In this post I’m going to offer some suggestions as to how the ABC or Alphabet die can be used to enhance the learning of initial sounds and word building. The mastery of initial sounds is dependent upon lots of repetition and practice and the ABC die offers the child a wide variety of ways to do just that. Once a child has been introduced to the sand paper letters and has a pretty good understanding of symbol and sound the ABC die can be introduced to offer the needed practice and repetition in ways that are fun and engaging.
One of the early exercises this die is used for is finding objects, either in a basket or in the environment at large, that begin with the sound that was rolled. For example, the child rolls the 30-sided ABC die and it lands with the “m” on the top. The child then searches the basket (or walks through the room) and picks the object that begins with “m”. An additional step to this would be to fetch an “m” from the moveable alphabet box or the sandpaper letters and place it at the top of the table or rug. Then the object can be placed under that letter. The activity goes on for as long as the child wishes, until 10 objects are found or until at least one object for each letter sound is found.
Another way to practice initial sound work with the ABC die is to simply roll the die and say a word that begins with the letter that lands on top. This is an appropriate activity for a small group of children that need practice with initial sound work. In addition to hearing the words other players come up with they are also being introduced to turn taking and group dynamics. Each child can roll and say a word or they can take turns rolling but with each roll, every child has to come up with a word. To take this to an even higher level, the ABC die can be paired with a numeral die such as the 1-3 die or the 0-5 die. Both dice are rolled simultaneously and then the child needs to say the given number of words that begin with the given sound…say 3 words that begin with “m”.

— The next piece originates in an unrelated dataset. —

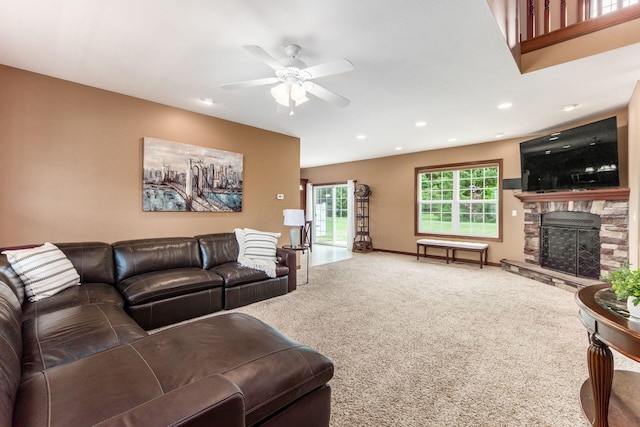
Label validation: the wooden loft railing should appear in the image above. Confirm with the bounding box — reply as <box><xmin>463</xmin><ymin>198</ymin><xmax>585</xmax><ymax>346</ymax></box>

This versatile die can also be used in conjunction with word composition activities. Very similar to the oral activities mentioned above but now composition is involved, either with the movable alphabet or a pencil. So the die can be rolled 10 times and with each roll the given letter is pulled from the movable alphabet. Once 10 letters are drawn from the box (with the rule that 1 has to be a vowel) the child sets out to compose as many words as they can with the given letters.

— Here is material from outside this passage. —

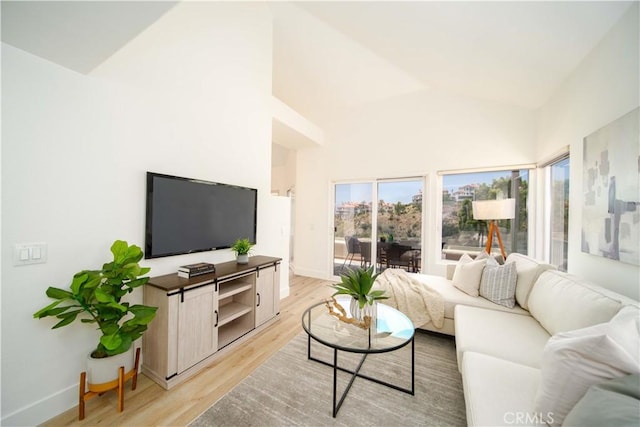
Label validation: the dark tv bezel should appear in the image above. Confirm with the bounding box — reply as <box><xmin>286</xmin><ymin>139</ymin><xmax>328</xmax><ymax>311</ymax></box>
<box><xmin>144</xmin><ymin>172</ymin><xmax>258</xmax><ymax>259</ymax></box>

Another writing exercise would be to write a word that begins with the rolled sound, or paired with a number die, write 3 words that begin with the sound.
To take any of these exercises to a more challenging level themes can be introduced. For instance, if the theme is animals then any word named or written would have to be animal related…3 animals that begin with “b”. This is a great exercise in classification and word retrieval.
As you can see, this particular die has so many applications. I’ve even had children use it in their handwriting practice. They roll the die and then practice the given letter. The addition of the ABC die provides the child with a game like experience, independence and above all, the needed repetition that will lead to mastery. Why not see how many different ways you can come up with to use the ABC die to enhance the language curriculum?